TOKYO — The operator of the tsunami-wrecked Fukushima nuclear plant began removing fuel Monday from a cooling pool at one of three reactors that melted down in the 2011 disaster, a milestone in what will be a decades-long process to decommission the facility.
Tokyo Electric Power Co. said workers started removing the first of 566 used and unused fuel units stored in the pool at Unit 3. The fuel units in the pool located high up in reactor buildings are intact despite the disaster, but the pools are not enclosed, so removing the units to safer ground is crucial to avoid disaster in case of another major earthquake similar to the one that caused the 2011 tsunami.
TEPCO says the removal at Unit 3 will take two years, followed by the two other reactors, where about 1,000 fuel units remain in the storage pools.
Removing fuel units from the cooling pools comes ahead of the real challenge of removing melted fuel from inside the reactors, but details of how that might be done are still largely unknown. Removing the fuel in the cooling pools was delayed more than four years by mishaps, high radiation and radioactive debris from an explosion that occurred at the time of the reactor meltdowns, underscoring the difficulties that remain.
Workers are remotely operating a crane built underneath a jelly roll-shaped roof cover to raise the fuel from a storage rack in the pool and place it into a protective cask. The whole process occurs underwater to prevent radiation leaks. Each cask will be filled with seven fuel units, then lifted from the pool and lowered to a truck that will transport the cask to a safer cooling pool elsewhere at the plant.
The work is carried out remotely from a control room about 500 meters (yards) away because of still-high radiation levels inside the reactor building that houses the pool.
“I believe everything is going well so far,” plant chief Tomohiko Isogai told Japanese public broadcaster NHK. “We will watch the progress at the site as we put safety first. Our goal is not to rush the process but to carefully proceed with the decommissioning work.”
About an hour after the work began Monday, the first fuel unit was safely stored inside the cask, TEPCO spokesman Takahiro Kimoto said. Monday’s operation was to end after a fourth unit is placed inside the cask, he said. No major damage was found on the fuel unit Monday, but plant officials will closely examine if there are any pinholes or other irregularities, Kimoto said.
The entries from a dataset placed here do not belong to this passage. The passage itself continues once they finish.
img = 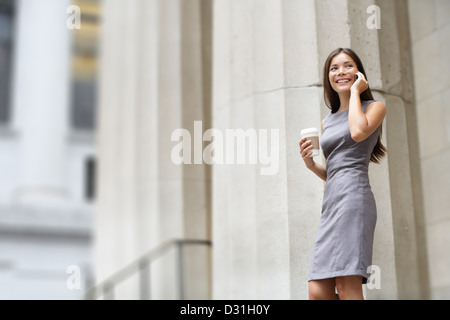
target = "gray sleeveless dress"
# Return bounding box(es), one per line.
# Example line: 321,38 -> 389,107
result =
309,100 -> 380,283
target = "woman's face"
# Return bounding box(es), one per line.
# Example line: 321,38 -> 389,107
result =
328,52 -> 358,93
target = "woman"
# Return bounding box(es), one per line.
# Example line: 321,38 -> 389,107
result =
299,48 -> 386,299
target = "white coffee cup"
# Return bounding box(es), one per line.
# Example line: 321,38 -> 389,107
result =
300,128 -> 320,157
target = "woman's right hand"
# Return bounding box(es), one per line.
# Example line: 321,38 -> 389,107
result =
299,138 -> 315,169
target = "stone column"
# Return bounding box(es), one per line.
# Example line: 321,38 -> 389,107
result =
13,0 -> 70,206
96,0 -> 210,299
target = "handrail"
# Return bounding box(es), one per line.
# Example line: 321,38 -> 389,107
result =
85,239 -> 212,299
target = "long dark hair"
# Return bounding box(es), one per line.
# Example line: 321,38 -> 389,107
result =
323,48 -> 387,163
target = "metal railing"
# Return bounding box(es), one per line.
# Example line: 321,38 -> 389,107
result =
85,239 -> 212,300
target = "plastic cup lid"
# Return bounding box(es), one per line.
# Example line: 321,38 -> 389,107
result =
300,128 -> 318,134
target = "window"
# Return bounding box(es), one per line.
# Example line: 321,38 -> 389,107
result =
71,0 -> 100,131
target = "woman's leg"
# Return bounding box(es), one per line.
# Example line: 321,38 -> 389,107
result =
308,278 -> 339,300
336,276 -> 364,300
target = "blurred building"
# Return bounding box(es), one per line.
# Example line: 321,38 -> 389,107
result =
0,0 -> 98,299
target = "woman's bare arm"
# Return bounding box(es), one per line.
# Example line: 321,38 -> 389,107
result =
348,72 -> 386,142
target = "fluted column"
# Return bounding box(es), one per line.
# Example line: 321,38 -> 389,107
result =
13,0 -> 70,206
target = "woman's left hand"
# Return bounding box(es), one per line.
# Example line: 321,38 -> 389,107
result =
350,71 -> 369,94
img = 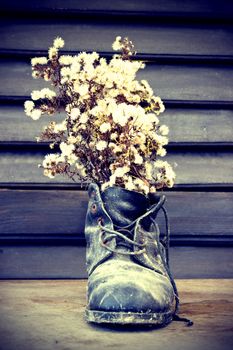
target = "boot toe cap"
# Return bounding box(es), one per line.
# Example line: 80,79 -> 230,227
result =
88,260 -> 174,313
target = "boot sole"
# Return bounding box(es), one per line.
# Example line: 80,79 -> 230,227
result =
85,310 -> 173,325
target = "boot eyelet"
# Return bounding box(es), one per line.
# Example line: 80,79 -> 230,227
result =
97,218 -> 104,226
91,203 -> 97,214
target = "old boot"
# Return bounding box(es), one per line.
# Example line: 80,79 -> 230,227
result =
85,184 -> 178,325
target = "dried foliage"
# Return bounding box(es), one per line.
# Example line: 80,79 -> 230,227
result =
25,37 -> 175,194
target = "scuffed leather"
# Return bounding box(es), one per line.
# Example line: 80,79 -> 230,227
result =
85,184 -> 174,313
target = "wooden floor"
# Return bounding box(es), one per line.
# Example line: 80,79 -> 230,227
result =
0,279 -> 233,350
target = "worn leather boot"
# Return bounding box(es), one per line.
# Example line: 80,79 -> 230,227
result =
85,184 -> 178,325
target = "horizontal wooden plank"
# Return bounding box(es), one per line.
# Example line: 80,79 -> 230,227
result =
0,278 -> 233,350
0,150 -> 233,184
0,189 -> 233,237
0,105 -> 233,142
0,19 -> 233,57
1,0 -> 233,18
0,60 -> 233,101
0,246 -> 233,279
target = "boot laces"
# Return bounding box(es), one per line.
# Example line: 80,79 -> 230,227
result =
98,196 -> 193,327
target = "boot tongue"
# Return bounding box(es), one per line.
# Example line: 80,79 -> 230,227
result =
102,186 -> 150,227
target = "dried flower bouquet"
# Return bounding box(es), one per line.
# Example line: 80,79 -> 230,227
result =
25,37 -> 175,195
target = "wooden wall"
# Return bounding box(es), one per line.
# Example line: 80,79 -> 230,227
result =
0,0 -> 233,278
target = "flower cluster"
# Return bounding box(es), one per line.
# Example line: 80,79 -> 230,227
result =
25,37 -> 175,194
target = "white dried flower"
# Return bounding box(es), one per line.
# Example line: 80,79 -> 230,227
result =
70,108 -> 80,120
31,57 -> 48,66
159,125 -> 169,136
100,123 -> 111,134
49,47 -> 58,60
60,142 -> 75,157
79,113 -> 88,124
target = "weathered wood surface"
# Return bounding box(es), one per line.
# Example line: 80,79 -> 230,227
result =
0,150 -> 233,184
1,0 -> 233,18
0,20 -> 233,57
0,60 -> 233,101
0,105 -> 233,142
0,189 -> 233,238
0,243 -> 233,279
0,279 -> 233,350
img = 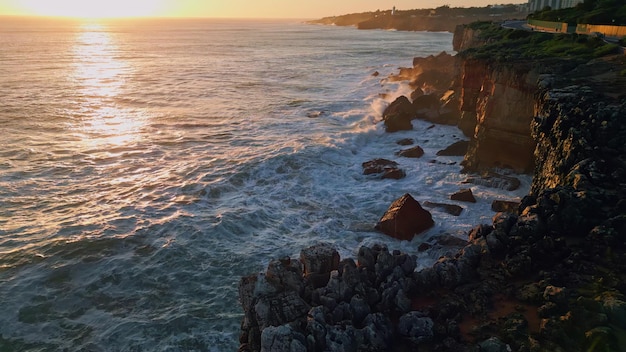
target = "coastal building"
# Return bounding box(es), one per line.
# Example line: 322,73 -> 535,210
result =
528,0 -> 583,12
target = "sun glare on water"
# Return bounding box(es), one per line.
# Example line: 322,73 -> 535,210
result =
21,0 -> 164,19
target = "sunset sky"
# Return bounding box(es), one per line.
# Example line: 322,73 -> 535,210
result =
0,0 -> 526,18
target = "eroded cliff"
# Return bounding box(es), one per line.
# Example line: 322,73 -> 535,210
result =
235,24 -> 626,352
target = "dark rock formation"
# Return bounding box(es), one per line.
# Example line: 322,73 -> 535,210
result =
450,188 -> 476,203
463,171 -> 521,191
376,193 -> 435,241
362,159 -> 406,179
424,201 -> 463,216
398,146 -> 424,158
437,141 -> 469,156
491,200 -> 521,213
396,138 -> 415,145
239,22 -> 626,352
383,95 -> 415,132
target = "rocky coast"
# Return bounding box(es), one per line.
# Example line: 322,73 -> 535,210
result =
239,26 -> 626,352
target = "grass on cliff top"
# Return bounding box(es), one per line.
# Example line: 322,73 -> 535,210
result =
460,22 -> 619,62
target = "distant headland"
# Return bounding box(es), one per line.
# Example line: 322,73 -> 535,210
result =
308,4 -> 527,32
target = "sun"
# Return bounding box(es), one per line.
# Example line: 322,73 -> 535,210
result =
21,0 -> 164,18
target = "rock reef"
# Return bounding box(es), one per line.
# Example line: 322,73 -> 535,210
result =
239,23 -> 626,351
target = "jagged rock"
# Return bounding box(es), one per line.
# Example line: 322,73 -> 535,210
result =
437,141 -> 469,156
383,95 -> 415,132
478,337 -> 512,352
491,199 -> 520,213
450,188 -> 476,203
413,94 -> 441,122
362,158 -> 406,179
380,168 -> 406,180
398,146 -> 424,158
463,172 -> 521,191
424,201 -> 463,216
261,325 -> 307,352
599,292 -> 626,329
361,159 -> 398,175
376,193 -> 435,241
398,312 -> 434,344
265,257 -> 304,293
300,243 -> 339,276
254,291 -> 311,331
396,138 -> 415,145
411,88 -> 424,101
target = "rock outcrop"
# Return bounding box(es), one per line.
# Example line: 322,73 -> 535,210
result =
375,193 -> 435,241
239,22 -> 626,351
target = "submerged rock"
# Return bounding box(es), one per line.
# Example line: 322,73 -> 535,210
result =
398,146 -> 424,158
383,95 -> 415,132
424,201 -> 463,216
375,193 -> 435,241
437,141 -> 469,156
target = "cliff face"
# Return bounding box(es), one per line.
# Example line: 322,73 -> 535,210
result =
454,28 -> 539,173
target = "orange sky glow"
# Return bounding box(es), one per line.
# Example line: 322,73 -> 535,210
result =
0,0 -> 526,19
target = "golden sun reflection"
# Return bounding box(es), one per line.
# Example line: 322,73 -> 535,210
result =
71,23 -> 145,147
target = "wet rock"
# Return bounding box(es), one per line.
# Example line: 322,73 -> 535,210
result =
265,257 -> 304,293
361,159 -> 398,175
463,172 -> 521,191
411,88 -> 424,101
254,291 -> 311,330
300,243 -> 339,276
398,146 -> 424,158
424,201 -> 463,216
396,138 -> 415,145
362,159 -> 406,179
413,95 -> 441,122
437,141 -> 469,156
450,188 -> 476,203
491,199 -> 520,213
599,292 -> 626,329
376,193 -> 435,241
383,95 -> 415,132
478,337 -> 512,352
261,325 -> 307,352
380,168 -> 406,180
398,312 -> 434,344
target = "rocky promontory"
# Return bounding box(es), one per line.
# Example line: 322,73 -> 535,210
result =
309,4 -> 526,32
239,22 -> 626,351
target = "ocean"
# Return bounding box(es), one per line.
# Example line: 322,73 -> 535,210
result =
0,18 -> 530,351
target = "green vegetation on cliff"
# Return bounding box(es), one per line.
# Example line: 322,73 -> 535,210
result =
460,22 -> 619,63
528,0 -> 626,25
309,5 -> 526,32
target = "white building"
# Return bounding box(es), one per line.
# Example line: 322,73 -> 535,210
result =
528,0 -> 583,12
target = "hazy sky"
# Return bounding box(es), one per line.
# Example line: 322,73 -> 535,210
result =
0,0 -> 527,18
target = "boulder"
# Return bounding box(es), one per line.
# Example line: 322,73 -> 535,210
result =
413,95 -> 441,122
411,88 -> 424,101
424,201 -> 463,216
491,199 -> 520,213
463,172 -> 522,191
375,193 -> 435,241
362,159 -> 406,180
383,95 -> 415,132
450,188 -> 476,203
398,146 -> 424,158
261,325 -> 307,352
380,168 -> 406,180
396,138 -> 415,145
361,158 -> 398,175
300,243 -> 339,276
437,141 -> 469,156
398,311 -> 435,344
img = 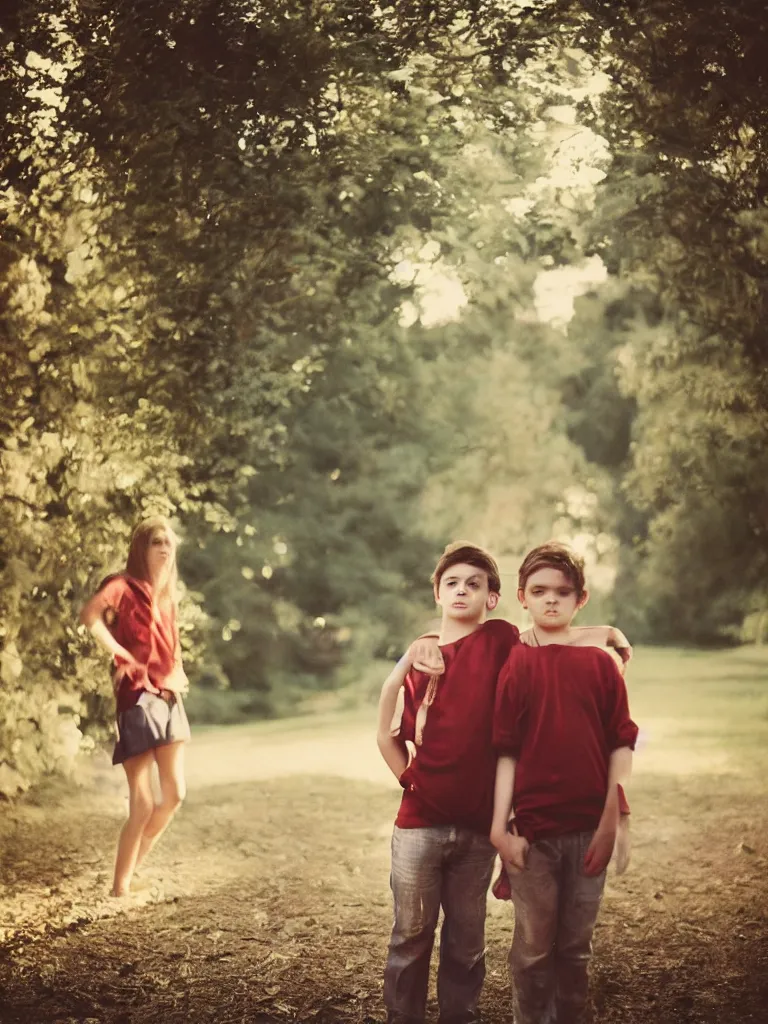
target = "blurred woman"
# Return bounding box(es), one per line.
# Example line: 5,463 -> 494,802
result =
80,516 -> 189,896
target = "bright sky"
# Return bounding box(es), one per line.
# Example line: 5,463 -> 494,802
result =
392,48 -> 610,330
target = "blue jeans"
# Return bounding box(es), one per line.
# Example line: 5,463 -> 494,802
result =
384,825 -> 496,1024
509,831 -> 605,1024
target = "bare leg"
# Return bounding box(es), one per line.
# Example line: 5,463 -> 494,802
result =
136,741 -> 186,866
112,751 -> 155,896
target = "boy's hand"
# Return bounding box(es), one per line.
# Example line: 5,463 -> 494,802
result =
408,637 -> 445,676
613,814 -> 632,874
584,824 -> 616,878
490,833 -> 528,874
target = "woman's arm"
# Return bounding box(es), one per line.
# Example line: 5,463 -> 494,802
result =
376,648 -> 413,779
80,594 -> 138,665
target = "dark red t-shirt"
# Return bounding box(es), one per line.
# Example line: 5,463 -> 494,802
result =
494,644 -> 637,842
395,618 -> 519,835
91,574 -> 179,711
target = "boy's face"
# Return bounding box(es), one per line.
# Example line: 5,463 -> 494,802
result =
435,562 -> 499,623
517,568 -> 589,630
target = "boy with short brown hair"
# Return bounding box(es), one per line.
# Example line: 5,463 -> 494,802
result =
378,542 -> 623,1024
490,544 -> 637,1024
378,543 -> 518,1024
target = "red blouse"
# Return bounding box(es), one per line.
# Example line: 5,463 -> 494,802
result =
95,573 -> 180,712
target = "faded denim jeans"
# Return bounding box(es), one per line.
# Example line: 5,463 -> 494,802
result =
384,825 -> 496,1024
509,831 -> 605,1024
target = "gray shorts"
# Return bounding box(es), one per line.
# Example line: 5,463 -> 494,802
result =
112,690 -> 189,765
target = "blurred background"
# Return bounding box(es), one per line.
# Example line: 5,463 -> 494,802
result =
0,0 -> 768,796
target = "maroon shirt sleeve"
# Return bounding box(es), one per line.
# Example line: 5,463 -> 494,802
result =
494,648 -> 525,758
93,575 -> 126,627
601,654 -> 638,751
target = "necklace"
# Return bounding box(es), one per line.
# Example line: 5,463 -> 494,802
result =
530,626 -> 579,647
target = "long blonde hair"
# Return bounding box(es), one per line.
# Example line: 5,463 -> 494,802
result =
125,515 -> 178,608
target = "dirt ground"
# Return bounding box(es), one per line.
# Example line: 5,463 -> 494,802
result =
0,652 -> 768,1024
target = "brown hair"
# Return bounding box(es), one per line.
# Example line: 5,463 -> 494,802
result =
430,541 -> 502,594
517,541 -> 585,597
125,515 -> 178,605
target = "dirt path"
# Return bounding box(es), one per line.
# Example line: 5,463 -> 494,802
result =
0,655 -> 768,1024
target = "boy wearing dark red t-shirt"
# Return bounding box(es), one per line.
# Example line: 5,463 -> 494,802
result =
378,543 -> 629,1024
490,544 -> 637,1024
378,544 -> 518,1024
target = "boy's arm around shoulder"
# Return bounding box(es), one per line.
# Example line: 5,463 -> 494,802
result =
376,644 -> 413,781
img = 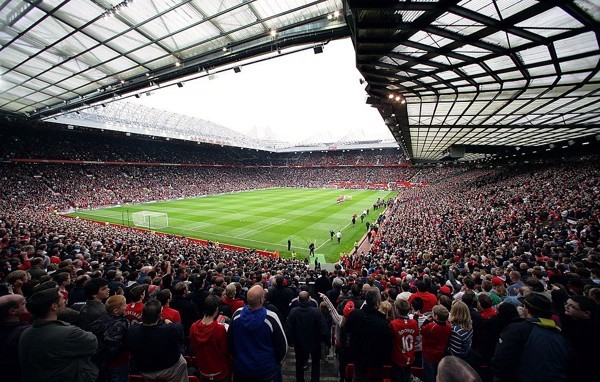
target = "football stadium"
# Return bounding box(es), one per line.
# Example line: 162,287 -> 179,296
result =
0,0 -> 600,382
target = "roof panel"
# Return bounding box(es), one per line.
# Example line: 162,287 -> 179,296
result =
554,31 -> 598,58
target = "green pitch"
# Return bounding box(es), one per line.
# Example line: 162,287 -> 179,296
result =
65,188 -> 396,262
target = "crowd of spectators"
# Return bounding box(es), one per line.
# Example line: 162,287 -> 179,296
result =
0,132 -> 600,381
0,126 -> 409,166
0,163 -> 415,211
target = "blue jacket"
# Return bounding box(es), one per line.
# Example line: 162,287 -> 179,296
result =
492,318 -> 569,382
228,306 -> 288,377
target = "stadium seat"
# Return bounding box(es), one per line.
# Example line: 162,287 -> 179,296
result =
410,366 -> 423,380
344,363 -> 392,382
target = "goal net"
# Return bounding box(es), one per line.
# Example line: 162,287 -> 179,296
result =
131,211 -> 169,229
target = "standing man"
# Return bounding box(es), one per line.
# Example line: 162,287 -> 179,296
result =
285,291 -> 331,382
0,294 -> 31,381
19,288 -> 98,382
77,278 -> 110,330
390,300 -> 419,382
342,288 -> 392,381
127,300 -> 188,382
228,285 -> 288,382
492,292 -> 569,382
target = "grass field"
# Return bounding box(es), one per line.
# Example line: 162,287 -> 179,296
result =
65,188 -> 395,262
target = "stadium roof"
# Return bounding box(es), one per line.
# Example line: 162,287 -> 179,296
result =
347,0 -> 600,160
0,0 -> 600,160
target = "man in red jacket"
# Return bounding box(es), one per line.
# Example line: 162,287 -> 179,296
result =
190,294 -> 231,381
408,280 -> 437,313
390,300 -> 419,382
421,305 -> 452,382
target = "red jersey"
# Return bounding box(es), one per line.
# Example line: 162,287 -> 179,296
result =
125,301 -> 144,322
190,320 -> 231,380
390,317 -> 419,366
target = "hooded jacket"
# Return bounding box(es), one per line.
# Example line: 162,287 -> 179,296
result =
190,320 -> 230,381
492,318 -> 569,382
228,306 -> 288,377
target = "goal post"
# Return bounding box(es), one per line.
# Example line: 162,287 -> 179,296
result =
131,211 -> 169,229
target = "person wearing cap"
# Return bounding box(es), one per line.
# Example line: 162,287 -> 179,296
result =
492,292 -> 569,382
553,293 -> 600,381
125,284 -> 148,323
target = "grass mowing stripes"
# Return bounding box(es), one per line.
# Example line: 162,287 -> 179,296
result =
65,188 -> 395,262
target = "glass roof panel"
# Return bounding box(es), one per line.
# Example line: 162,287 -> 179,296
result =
554,32 -> 598,58
516,8 -> 582,37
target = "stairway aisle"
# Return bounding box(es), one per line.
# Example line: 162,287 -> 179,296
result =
282,348 -> 340,382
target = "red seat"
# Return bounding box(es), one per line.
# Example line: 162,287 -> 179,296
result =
344,363 -> 392,382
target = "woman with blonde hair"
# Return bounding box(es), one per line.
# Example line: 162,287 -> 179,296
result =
448,300 -> 473,359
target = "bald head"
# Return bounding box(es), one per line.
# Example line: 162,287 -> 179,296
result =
298,291 -> 310,303
436,356 -> 481,382
246,285 -> 265,310
0,294 -> 27,322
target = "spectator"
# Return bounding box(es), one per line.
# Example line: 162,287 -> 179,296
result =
285,291 -> 331,382
221,283 -> 245,318
437,355 -> 481,382
390,299 -> 419,382
408,280 -> 437,313
228,285 -> 288,382
479,294 -> 497,320
448,300 -> 474,366
344,288 -> 392,381
267,275 -> 296,322
169,282 -> 200,338
19,288 -> 98,382
156,289 -> 181,323
560,295 -> 600,381
0,294 -> 31,381
127,300 -> 188,382
507,271 -> 525,296
421,305 -> 452,382
125,284 -> 148,324
89,295 -> 130,382
492,293 -> 569,382
477,303 -> 522,364
190,294 -> 231,381
77,278 -> 110,330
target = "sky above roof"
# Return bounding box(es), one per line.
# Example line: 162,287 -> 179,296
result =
128,39 -> 392,143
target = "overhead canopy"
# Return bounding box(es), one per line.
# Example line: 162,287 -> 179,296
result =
0,0 -> 348,118
347,0 -> 600,160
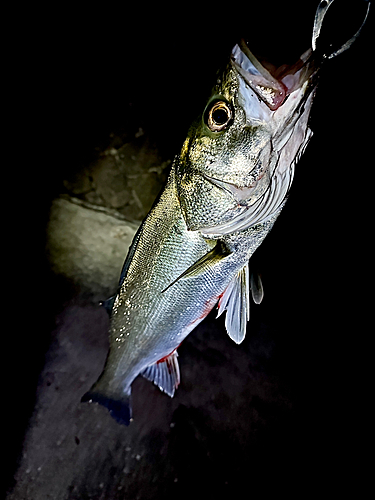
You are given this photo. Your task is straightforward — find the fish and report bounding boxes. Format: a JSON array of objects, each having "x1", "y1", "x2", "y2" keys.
[{"x1": 82, "y1": 0, "x2": 370, "y2": 425}]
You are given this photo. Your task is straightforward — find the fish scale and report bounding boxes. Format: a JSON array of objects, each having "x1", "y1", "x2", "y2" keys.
[{"x1": 82, "y1": 0, "x2": 368, "y2": 424}]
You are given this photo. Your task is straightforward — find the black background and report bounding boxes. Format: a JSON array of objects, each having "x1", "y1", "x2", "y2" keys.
[{"x1": 3, "y1": 1, "x2": 373, "y2": 496}]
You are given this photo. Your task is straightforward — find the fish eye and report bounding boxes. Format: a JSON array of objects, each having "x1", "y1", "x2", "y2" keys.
[{"x1": 206, "y1": 101, "x2": 233, "y2": 132}]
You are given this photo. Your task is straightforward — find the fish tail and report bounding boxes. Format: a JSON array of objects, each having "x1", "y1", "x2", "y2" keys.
[{"x1": 81, "y1": 384, "x2": 132, "y2": 425}]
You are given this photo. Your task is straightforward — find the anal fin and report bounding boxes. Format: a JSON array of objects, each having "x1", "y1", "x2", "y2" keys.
[{"x1": 141, "y1": 349, "x2": 180, "y2": 398}]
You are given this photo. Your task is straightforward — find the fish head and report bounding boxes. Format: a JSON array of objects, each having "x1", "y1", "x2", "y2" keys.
[
  {"x1": 175, "y1": 41, "x2": 318, "y2": 230},
  {"x1": 174, "y1": 0, "x2": 370, "y2": 236}
]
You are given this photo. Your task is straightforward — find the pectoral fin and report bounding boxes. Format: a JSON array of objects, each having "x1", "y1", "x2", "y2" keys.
[
  {"x1": 250, "y1": 271, "x2": 264, "y2": 304},
  {"x1": 141, "y1": 350, "x2": 180, "y2": 398},
  {"x1": 162, "y1": 241, "x2": 231, "y2": 293},
  {"x1": 217, "y1": 264, "x2": 250, "y2": 344}
]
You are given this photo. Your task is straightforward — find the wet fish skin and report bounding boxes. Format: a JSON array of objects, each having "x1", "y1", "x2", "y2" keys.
[{"x1": 83, "y1": 0, "x2": 370, "y2": 424}]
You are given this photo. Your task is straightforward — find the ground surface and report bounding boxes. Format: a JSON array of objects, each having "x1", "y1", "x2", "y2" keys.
[{"x1": 5, "y1": 3, "x2": 369, "y2": 500}]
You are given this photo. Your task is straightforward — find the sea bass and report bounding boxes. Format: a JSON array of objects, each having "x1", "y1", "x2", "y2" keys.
[{"x1": 82, "y1": 0, "x2": 368, "y2": 424}]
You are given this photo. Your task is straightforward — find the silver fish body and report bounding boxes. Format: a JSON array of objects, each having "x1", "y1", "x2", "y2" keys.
[{"x1": 83, "y1": 0, "x2": 370, "y2": 424}]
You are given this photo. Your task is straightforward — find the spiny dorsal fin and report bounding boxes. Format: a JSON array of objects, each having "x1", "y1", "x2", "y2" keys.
[
  {"x1": 250, "y1": 271, "x2": 264, "y2": 304},
  {"x1": 217, "y1": 264, "x2": 250, "y2": 344},
  {"x1": 141, "y1": 350, "x2": 180, "y2": 398}
]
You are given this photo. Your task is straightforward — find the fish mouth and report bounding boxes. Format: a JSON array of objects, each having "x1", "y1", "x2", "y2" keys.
[{"x1": 231, "y1": 39, "x2": 316, "y2": 111}]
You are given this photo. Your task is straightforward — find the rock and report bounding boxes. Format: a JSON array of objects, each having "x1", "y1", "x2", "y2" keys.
[{"x1": 47, "y1": 198, "x2": 137, "y2": 298}]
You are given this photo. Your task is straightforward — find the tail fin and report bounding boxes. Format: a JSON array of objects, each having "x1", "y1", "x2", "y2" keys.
[{"x1": 81, "y1": 384, "x2": 132, "y2": 425}]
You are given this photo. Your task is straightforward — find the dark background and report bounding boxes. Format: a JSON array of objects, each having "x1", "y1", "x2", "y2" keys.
[{"x1": 4, "y1": 1, "x2": 373, "y2": 499}]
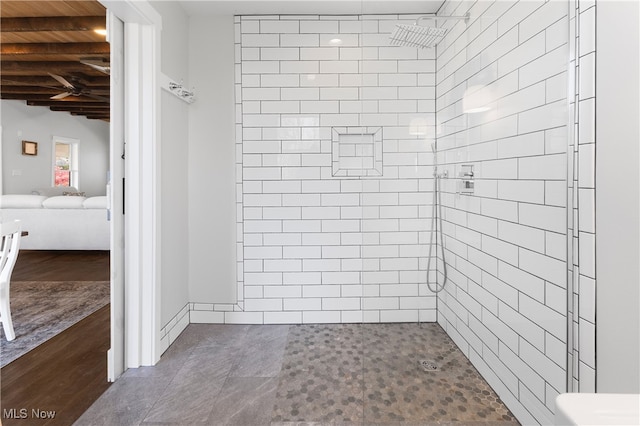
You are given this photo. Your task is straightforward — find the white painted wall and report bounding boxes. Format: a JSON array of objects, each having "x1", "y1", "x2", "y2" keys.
[
  {"x1": 0, "y1": 100, "x2": 109, "y2": 196},
  {"x1": 188, "y1": 15, "x2": 236, "y2": 303},
  {"x1": 596, "y1": 1, "x2": 640, "y2": 393},
  {"x1": 151, "y1": 2, "x2": 189, "y2": 327}
]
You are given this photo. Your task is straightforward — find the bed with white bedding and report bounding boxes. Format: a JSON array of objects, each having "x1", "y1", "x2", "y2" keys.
[{"x1": 0, "y1": 188, "x2": 109, "y2": 250}]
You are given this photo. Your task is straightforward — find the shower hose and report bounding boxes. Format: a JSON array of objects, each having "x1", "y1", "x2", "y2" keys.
[{"x1": 427, "y1": 170, "x2": 447, "y2": 293}]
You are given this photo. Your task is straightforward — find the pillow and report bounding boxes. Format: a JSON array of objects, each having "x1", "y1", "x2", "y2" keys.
[
  {"x1": 31, "y1": 186, "x2": 78, "y2": 197},
  {"x1": 42, "y1": 195, "x2": 86, "y2": 209},
  {"x1": 0, "y1": 194, "x2": 47, "y2": 209},
  {"x1": 82, "y1": 195, "x2": 107, "y2": 209}
]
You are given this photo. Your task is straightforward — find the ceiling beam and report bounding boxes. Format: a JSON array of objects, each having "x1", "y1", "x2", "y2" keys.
[
  {"x1": 0, "y1": 61, "x2": 106, "y2": 75},
  {"x1": 49, "y1": 105, "x2": 110, "y2": 115},
  {"x1": 0, "y1": 41, "x2": 110, "y2": 58},
  {"x1": 0, "y1": 75, "x2": 110, "y2": 86},
  {"x1": 1, "y1": 93, "x2": 109, "y2": 105},
  {"x1": 0, "y1": 83, "x2": 109, "y2": 96},
  {"x1": 0, "y1": 16, "x2": 106, "y2": 33},
  {"x1": 26, "y1": 99, "x2": 109, "y2": 109}
]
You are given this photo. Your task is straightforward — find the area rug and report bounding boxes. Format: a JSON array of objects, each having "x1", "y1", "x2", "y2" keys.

The removal, however, raises a storage capacity concern at the plant because the common pool, where fuel from the Unit 3 pool heads to, already has 6,000 fuel units and is almost full. Kimoto said TEPCO has made room at the common pool for the incoming fuel by moving years-old and sufficiently cooled fuel into dry casks for safer, long-term storage, though further details are being worked out.
In 2014, TEPCO safely removed all 1,535 fuel units from the storage pool at a fourth reactor that was idle and had no fuel inside its core when the March 11, 2011, earthquake and tsunami occurred.
Robotic probes have photographed and detected traces of damaged nuclear fuel in the three reactors that had meltdowns, but the exact location and other details of the melted fuel are largely unknown. Removing fuel from the cooling pools will help free up space for the subsequent removal of the melted fuel, though details on how to gain access to it have yet to be decided.
Experts say the melted fuel in the three reactors amounts to more than 800 tons, an enormous amount that is more than six times that of the 1979 accident at Three Mile Island, where one reactor had a partial core melt.
In February, a remote-controlled robot with tongs removed pebbles of nuclear debris from the Unit 2 reactor but was unable to remove larger chunks, indicating a robot would need to be developed that can break the chunks into smaller pieces. Toshiba Corp.’s energy systems unit, which developed the robot, said the findings were key to determining the proper equipment and technologies needed to remove the melted fuel, the most challenging part of the decommissioning.
TEPCO and government officials plan to determine methods for removing the melted fuel from each of the three damaged reactors later this year so they can begin the process in 2021.